How to Find Happiness
5
By Poetwoman
I've read other books on happiness, but this is the simplest and most straightforward I've found. Not that it's easy advice. On the contrary, unlike the messages we hear every day about how we deserve happiness and it's ours for the taking, Easwaran's surprising suggestion is to take our minds OFF ourselves and instead seek to help others. And he uses, of all people, George Bernard Shaw to illustrate his point: "he comes very close to the great mystics of all religions when he tells us we have an evolutionary imperative to grow beyond the conditioning of pleasure and self-satisfaction. "

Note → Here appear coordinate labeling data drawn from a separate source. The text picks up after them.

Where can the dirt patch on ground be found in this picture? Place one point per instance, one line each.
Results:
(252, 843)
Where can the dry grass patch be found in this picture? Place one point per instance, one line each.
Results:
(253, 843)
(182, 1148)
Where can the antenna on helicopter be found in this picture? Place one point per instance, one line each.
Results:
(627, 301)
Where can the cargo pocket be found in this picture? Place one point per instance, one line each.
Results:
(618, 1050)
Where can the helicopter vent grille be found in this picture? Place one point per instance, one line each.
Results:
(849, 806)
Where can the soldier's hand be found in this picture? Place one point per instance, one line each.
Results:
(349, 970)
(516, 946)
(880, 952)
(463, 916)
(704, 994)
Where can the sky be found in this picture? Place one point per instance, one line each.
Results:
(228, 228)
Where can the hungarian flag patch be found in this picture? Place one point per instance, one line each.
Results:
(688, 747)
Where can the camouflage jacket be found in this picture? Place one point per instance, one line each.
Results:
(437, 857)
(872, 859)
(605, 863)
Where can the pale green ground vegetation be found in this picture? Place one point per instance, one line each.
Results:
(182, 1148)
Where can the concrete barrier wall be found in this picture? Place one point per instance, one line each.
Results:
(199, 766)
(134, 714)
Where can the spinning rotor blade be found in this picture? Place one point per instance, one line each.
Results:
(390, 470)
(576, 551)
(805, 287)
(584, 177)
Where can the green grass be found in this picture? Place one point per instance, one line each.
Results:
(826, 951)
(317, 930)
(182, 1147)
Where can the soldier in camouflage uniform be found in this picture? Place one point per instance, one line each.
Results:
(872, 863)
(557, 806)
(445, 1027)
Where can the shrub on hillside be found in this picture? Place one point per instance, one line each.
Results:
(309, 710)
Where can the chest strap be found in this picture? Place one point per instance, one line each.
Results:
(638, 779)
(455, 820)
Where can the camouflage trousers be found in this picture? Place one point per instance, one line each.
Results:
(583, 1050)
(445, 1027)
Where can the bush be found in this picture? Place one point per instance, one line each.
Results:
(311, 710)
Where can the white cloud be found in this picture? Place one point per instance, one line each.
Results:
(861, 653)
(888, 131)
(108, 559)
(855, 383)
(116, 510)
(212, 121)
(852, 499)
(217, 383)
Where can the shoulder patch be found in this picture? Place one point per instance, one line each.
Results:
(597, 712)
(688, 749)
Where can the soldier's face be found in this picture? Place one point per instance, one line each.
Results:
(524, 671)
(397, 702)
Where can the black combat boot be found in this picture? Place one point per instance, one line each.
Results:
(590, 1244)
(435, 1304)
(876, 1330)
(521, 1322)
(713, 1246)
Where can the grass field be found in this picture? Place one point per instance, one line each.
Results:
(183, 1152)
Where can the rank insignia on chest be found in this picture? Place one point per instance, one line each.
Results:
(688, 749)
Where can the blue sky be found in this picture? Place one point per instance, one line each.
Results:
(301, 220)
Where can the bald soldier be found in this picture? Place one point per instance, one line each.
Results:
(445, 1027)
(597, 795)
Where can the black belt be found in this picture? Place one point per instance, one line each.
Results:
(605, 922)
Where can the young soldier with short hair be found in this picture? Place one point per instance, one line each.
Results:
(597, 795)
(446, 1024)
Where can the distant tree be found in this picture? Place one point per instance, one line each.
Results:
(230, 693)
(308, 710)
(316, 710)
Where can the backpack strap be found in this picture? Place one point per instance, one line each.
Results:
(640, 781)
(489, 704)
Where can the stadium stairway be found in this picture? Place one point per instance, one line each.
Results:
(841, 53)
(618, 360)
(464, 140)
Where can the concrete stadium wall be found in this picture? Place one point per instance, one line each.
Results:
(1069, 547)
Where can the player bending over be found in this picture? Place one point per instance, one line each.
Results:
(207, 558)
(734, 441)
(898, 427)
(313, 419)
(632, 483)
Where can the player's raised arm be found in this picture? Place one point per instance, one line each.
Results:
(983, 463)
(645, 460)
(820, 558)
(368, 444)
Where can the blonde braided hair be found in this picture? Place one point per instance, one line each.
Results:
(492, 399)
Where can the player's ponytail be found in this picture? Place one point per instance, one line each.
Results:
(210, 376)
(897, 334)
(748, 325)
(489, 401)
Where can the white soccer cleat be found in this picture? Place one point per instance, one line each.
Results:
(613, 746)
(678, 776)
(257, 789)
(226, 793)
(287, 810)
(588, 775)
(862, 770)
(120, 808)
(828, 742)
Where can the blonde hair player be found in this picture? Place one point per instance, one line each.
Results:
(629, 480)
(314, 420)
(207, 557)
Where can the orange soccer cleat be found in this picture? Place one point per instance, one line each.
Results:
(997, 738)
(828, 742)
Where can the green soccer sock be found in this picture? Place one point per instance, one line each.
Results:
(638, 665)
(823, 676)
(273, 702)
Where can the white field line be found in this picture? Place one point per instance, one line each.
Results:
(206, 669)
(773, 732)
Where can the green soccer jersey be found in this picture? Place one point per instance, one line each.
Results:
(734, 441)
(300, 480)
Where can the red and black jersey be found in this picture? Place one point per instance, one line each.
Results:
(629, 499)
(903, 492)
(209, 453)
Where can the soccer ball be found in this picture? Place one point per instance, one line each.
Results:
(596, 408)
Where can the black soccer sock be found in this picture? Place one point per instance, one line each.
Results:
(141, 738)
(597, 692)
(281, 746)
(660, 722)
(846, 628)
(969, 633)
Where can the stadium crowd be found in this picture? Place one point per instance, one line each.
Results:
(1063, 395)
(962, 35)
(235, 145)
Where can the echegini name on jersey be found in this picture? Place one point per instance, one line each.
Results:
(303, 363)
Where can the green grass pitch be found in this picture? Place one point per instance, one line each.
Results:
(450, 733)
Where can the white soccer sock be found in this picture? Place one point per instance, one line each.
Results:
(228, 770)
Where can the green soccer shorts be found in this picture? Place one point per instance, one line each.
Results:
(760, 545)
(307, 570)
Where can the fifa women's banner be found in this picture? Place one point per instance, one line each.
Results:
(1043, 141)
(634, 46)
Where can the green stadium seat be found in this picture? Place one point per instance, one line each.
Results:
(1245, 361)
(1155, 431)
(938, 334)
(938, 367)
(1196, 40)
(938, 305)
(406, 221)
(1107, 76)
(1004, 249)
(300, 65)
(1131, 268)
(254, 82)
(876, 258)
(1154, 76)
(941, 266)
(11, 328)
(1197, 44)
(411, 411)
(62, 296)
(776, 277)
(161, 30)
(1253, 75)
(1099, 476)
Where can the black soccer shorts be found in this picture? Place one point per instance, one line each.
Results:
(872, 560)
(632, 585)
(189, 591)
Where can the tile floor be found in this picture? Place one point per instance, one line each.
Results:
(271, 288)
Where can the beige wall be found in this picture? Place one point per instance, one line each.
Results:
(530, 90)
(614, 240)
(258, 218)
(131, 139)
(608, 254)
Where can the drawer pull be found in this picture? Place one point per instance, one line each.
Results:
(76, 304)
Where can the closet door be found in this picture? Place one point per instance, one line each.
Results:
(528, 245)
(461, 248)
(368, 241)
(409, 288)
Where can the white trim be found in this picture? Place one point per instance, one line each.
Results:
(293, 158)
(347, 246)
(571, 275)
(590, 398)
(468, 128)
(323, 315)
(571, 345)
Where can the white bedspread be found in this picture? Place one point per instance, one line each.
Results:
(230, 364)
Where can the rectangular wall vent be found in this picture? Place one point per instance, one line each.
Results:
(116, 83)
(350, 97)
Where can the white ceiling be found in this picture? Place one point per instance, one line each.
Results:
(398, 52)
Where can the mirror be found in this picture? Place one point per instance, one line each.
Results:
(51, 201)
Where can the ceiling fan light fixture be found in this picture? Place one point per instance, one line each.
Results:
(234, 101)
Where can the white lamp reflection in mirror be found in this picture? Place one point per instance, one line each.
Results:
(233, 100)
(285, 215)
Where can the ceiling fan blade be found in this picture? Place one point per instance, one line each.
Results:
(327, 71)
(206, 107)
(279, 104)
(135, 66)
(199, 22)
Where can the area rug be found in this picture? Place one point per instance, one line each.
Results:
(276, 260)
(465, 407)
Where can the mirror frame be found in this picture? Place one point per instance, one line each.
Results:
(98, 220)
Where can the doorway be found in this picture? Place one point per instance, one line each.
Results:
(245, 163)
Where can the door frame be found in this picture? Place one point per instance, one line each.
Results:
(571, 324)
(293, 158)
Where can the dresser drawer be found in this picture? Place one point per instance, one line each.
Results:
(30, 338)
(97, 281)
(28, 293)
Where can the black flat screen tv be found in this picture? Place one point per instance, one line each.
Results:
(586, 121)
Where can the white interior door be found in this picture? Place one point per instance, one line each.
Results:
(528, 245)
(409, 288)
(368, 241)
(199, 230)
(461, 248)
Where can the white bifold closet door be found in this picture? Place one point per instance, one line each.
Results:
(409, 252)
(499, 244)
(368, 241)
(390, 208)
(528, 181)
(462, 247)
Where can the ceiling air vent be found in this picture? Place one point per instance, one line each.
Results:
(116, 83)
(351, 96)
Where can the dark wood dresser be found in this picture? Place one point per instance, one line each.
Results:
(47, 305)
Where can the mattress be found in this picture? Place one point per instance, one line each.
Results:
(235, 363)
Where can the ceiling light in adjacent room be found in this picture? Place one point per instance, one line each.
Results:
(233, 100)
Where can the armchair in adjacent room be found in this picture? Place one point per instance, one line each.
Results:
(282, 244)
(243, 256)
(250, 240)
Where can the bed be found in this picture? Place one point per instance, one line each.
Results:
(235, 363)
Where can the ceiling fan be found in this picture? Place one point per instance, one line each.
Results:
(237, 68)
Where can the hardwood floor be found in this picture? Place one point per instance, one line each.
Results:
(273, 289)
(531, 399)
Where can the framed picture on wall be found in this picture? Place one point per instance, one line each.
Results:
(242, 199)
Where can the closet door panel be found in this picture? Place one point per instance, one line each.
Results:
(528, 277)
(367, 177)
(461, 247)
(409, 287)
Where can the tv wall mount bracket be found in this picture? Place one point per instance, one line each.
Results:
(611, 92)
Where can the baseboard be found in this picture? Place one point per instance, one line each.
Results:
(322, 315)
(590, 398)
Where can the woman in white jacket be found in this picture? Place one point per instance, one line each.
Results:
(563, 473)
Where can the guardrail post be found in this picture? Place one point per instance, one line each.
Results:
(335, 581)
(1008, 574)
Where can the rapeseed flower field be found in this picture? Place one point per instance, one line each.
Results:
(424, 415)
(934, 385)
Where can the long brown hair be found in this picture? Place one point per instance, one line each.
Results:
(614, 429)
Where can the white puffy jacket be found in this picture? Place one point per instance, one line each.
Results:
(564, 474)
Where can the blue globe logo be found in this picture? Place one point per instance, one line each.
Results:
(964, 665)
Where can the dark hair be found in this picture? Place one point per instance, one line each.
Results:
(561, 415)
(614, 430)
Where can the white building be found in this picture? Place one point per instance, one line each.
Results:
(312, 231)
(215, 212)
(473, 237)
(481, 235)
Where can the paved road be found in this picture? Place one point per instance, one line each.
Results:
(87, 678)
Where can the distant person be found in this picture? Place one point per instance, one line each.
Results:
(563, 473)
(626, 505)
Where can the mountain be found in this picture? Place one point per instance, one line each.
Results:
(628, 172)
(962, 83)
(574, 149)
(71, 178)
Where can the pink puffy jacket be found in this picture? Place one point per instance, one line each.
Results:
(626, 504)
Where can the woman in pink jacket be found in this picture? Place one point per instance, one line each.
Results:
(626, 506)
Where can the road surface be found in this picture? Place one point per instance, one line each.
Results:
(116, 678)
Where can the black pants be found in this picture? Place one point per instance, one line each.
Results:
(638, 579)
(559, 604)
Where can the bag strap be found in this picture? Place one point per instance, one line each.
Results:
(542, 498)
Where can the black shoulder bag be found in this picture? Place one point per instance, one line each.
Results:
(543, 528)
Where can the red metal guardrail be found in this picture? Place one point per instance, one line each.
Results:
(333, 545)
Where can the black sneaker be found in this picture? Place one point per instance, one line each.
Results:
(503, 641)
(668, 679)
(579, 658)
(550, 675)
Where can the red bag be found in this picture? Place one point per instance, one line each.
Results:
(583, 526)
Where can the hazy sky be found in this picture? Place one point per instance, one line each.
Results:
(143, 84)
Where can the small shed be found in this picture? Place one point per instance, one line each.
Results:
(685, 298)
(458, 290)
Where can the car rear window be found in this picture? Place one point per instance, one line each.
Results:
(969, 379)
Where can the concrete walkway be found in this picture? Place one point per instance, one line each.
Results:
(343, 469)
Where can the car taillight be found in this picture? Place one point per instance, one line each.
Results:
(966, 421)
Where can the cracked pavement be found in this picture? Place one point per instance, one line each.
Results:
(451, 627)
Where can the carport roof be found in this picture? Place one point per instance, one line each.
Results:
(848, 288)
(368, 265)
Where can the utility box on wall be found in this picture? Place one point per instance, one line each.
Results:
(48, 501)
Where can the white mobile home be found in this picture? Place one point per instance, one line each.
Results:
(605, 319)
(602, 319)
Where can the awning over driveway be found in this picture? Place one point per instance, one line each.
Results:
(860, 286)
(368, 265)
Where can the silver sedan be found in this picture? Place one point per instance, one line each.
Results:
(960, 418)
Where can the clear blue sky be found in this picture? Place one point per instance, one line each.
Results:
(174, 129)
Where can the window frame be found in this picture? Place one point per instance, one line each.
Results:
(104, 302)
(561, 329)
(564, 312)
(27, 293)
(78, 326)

Shaw's idea of hell is a place where you can do as you like, when you like, for as long as you like. Sounds like Madison Avenue's idea of the American Dream. But Easwaran points out that such a course will inevitably lead us to more isolation and unhappiness. Again referencing Shaw, he says, "I have never forgotten his dry observation that work belongs in heaven, and 'the true joy in life' consists in giving yourself completely to an overriding goal – 'a cause recognized by yourself as being a mighty one.' "
Easwaran's advice is practical but it is not a quick fix. Work belongs in heaven. Easwaran tells us how to do that work, and encourages us to make the effort. And somehow he makes us see that it is worth it, that it is, amazingly, what we wanted to do all along.